Mixtures with censoring?

In experiments on human cognition using reaction time (RT) as an outcome measure, we often have a procedure-enforced censoring of observations such that the experiment interrupts data collection if a given response is taking longer than, say, 1s, yielding an NA as data for that instance. (There’s also an implied lower bound at zero, but where RTs are usually skewed anyway, models often use log-normal error or a more elaborate latent process like Wiener diffusion that yields a similarly skewed distribution of error.)

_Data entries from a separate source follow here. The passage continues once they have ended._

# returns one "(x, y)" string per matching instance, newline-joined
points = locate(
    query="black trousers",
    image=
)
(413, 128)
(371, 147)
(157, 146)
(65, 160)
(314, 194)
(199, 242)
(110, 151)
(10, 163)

So we might use a right-censored model along the lines of the following (adapted from the manual v2.16, pg 188):

data {
    int<lower=0> N_obs;
    int<lower=0> N_cens;
    real y_obs[N_obs]; 
    real<lower=max(y_obs)> U;
}
parameters {
    real mu;
    real<lower=0> sigma;
}
model {
    y_obs ~ lognormal(mu, sigma);
    target += N_cens * lognormal_lccdf(U | mu, sigma);
}

In these experiments we also observe varying degrees of “contamination” responses, reflecting usually either fast guessing or slow responses after a brief inattentive period. There are more complicated models of these contamination sources that become identified with lots of data, but a useful first approximation to merely “deal with” them in cases of more moderate amounts of data is to model responses as a mixture with some proportion, p, of log-normally distributed “non-contamination” responses and 1-p proportion uniformly distributed “contamination” responses.

In this case, would the following be the appropriate expression of the mixture with censoring?

data {
    int<lower=0> N_obs;
    int<lower=0> N_cens;
    real y_obs[N_obs]; 
    real<lower=max(y_obs)> U; 
}
transformed_data{
    real uniflpdf;
    uniflpdf = uniform_lpdf(0|0,U); // lpdf of the contaminations (data-invariant)
}
parameters {
    real mu;
    real<lower=0> sigma;
    real<lower=0,upper=1> mix_prop ;
}
model {
    target += log_sum_exp(
          log(mix_prop) + lognormal_lpdf( y_obs | mu , sigma)
        , log1m(mix_prop) + uniflpdf
    ) ;
    target += N_cens * lognormal_lccdf(U | mu, sigma);
}
1 Like

You can just use

target += log_mix(mix_prop, lognormal_lpdf(y_obs | mu , sigma), uniflpdf);

and the declare-define lets you do

real uniflpdf = uniform_lpdf(0 | 0, U);

Otherwise, the model looks OK.

1 Like

Thanks!

Apologies for reviving a very old topic @mike-lawrence , but I’m currently working on closely related modelling approaches, and I’d like to discuss one aspect of your code to make sure I’m not missing something.

You modelled the censored observations as follows:

target += N_cens * lognormal_lccdf(U | mu, sigma);

However, should this not be adjusted for the probability mix_prop that the log-normal process is actually triggered? Perhaps something like the following?

target += N_cens * (log(mix_prop) + lognormal_lccdf(U | mu, sigma));